De ogen van de hond gingen open, maar hij deed ze meteen weer dicht.

‘Waar is Rose?’ vroeg Chris.

‘Beneden.’

‘Oké, Benjamin, jij zoekt verband en ik ga Rose halen. We zien elkaar hier terug. Opschieten!’

‘Volgens mij klopt er iets niet.’ Julia keek doordringend naar Chris.

Om haar blik te ontwijken keek hij naar Debbies kamer. ‘Hoe is het met haar?’

Julia haalde haar schouders op. ‘Ze is kalm. De pillen schijnen te werken. Ik heb niets meer van haar gehoord of gezien.’

‘Goed zo.’

Een windstoot trof de balkondeur van Julia’s kamer, die luid rammelde.

Hoe laat was het inmiddels? Chris was alle besef van tijd kwijtgeraakt en het was ook niet belangrijk. De storm- bepaalde het tijdstip. En niet alleen het tijdstip. De storm- bepaalde alles. De duisternis die buiten heerste was net een woedend dier. Hollywood zou nooit in staat zijn zo’n verschrikking te creëren. Er zou namelijk altijd een vierde dimensie ontbreken: de wetenschap dat De storm- geen illusie was, maar realiteit.

‘Zodra we weg zijn, doe je de deur weer op slot. En je doet voor niemand open, behalve voor ons tweeën.’ Chris draaide zich om. ‘Geef me je zaklantaarn, Ben.’

‘Waarom heb je die nodig?’ Julia was koppig.

‘Je weet toch dat de stroom hier elk moment kan uitvallen?’ Hij schudde zijn hoofd. ‘Er is niets aan de hand, Julia.’
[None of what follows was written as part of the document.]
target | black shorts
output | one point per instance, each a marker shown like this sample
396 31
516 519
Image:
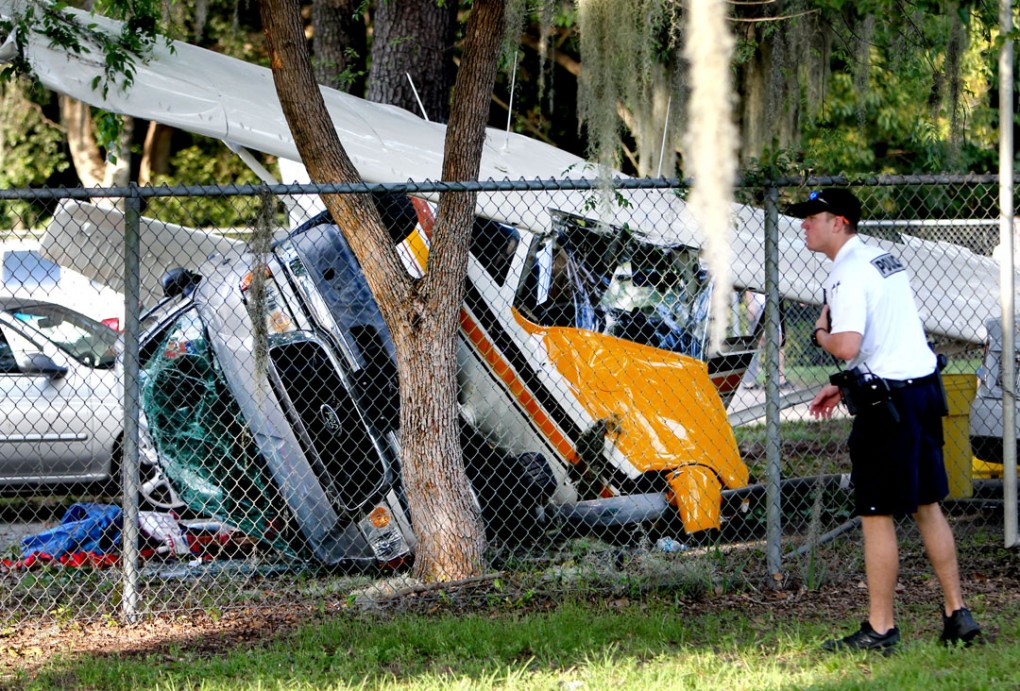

Mijn god, wat haatte hij het om tegen haar te liegen. Eigenlijk zou dit weekend het moment van de waarheid zijn. Verschrikkelijk slechte planning, Chris.



Chris keek Benjamin na, die de trap af rende naar hun appartement, waar David de verbanddoos bewaarde. Hij durfde te wedden dat Benjamin binnen een paar minuten terug zou zijn, en dat was goed. Dan was er in elk geval iemand bij Julia.

Chris ging op weg naar de ontvangsthal en betrapte zichzelf erop dat hij telkens weer achter zich keek. Door het helse kabaal van De storm- zou hij het niet horen als hij werd gevolgd.

Chris, beheers je, dacht hij. Het schoolgebouw is enorm groot. Hoe moet de moordenaar weten waar jij bent? Hij kon het antwoord op die vraag meteen geven: omdat hij je kan zien! Hij ziet al je bewegingen en daarvoor hoeft hij niet eens van zijn plek te komen.

Was het dus toch Steve Mason? Maar waarom? Waarom zou de Texaanse bewaker Ted vermoord hebben? Tja, daar konden duizend redenen voor zijn.

Chris was bijna bij de ontvangsthal. Bij de laatste glazen deur drukte hij zich tegen de muur en keek naar het kantoor van de bewakers. De deur stond nog steeds open en hij dacht dat er niemand was, hoewel hij zich kon vergissen. Hij liep een stukje dichterbij om zekerheid te hebben. Hij huiverde, en dat kwam beslist niet door de temperatuur in het gebouw.